O Citigroup é o mais pessimista, salientando uma queda do resultado líquido até aos 65 milhões de euros. Já o Barclays e o Santander revelam-se optimistas, com o primeiro a esperar 118 milhões de euros e o segundo 102 milhões.

Relativamente às receitas, seis casas de investimento consultadas estimam reduções. Em média, a previsão é de 880 milhões de euros de receitas, 3% abaixo dos 907 milhões arrecadados no primeiro trimestre de 2010. As estimativas vão dos 864 milhões de euros indicados pelo Citigroup até a um máximo de 898 milhões, por parte do Santander. Nas receitas, a quebra da TMN é mais forte do que a verificada na linha fixa.

O volume de negócios é, na maioria das notas de “research”, prejudicado pelo aumento do IVA em dois pontos percentuais no início do ano e pelas medidas de austeridade impostas pelo Executivo. O enfraquecimento do mercado nacional ainda não tem a compensação necessária vinda do mercado internacional.
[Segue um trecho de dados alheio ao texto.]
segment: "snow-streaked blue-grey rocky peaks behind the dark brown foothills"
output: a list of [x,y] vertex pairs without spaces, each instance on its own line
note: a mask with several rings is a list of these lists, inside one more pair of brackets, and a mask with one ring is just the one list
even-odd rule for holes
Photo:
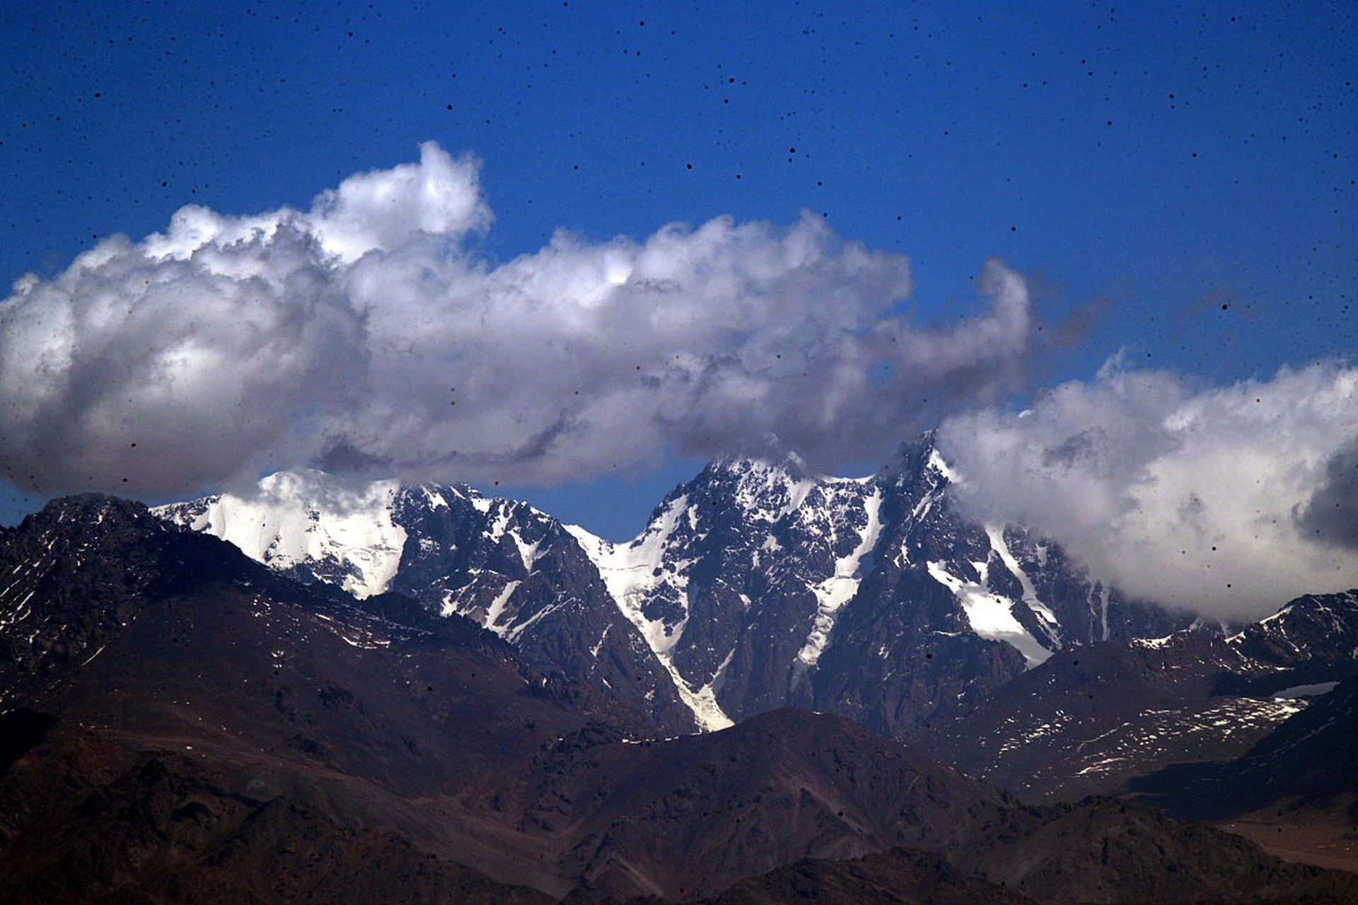
[[720,460],[622,544],[463,486],[318,472],[159,513],[293,577],[466,615],[669,731],[805,706],[899,734],[1055,650],[1187,623],[1020,528],[966,522],[948,483],[929,436],[862,479]]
Por exemplo, o BBVA espera que a PT só comece a consolidar a Oi no segundo trimestre, “diluindo posteriormente a exposição ao mercado doméstico”.

Da mesma forma, o EBITDA (resultado antes de juros, impostos, depreciações e amortizações) também será inferior aos 377 milhões de euros marcados nos primeiros três meses de 2010. A média de seis corretoras é de 350 milhões de euros, com uma diferença entre os pólos pouco expressiva: 346 milhões de euros para o Santander e 355 milhões na análise do Société Générale.

A margem de EBITDA deverá descer de 41,6% para 39,9%, de acordo com a opinião média do Morgan Stanley, do Deutsche Bank e do Barclays Capital.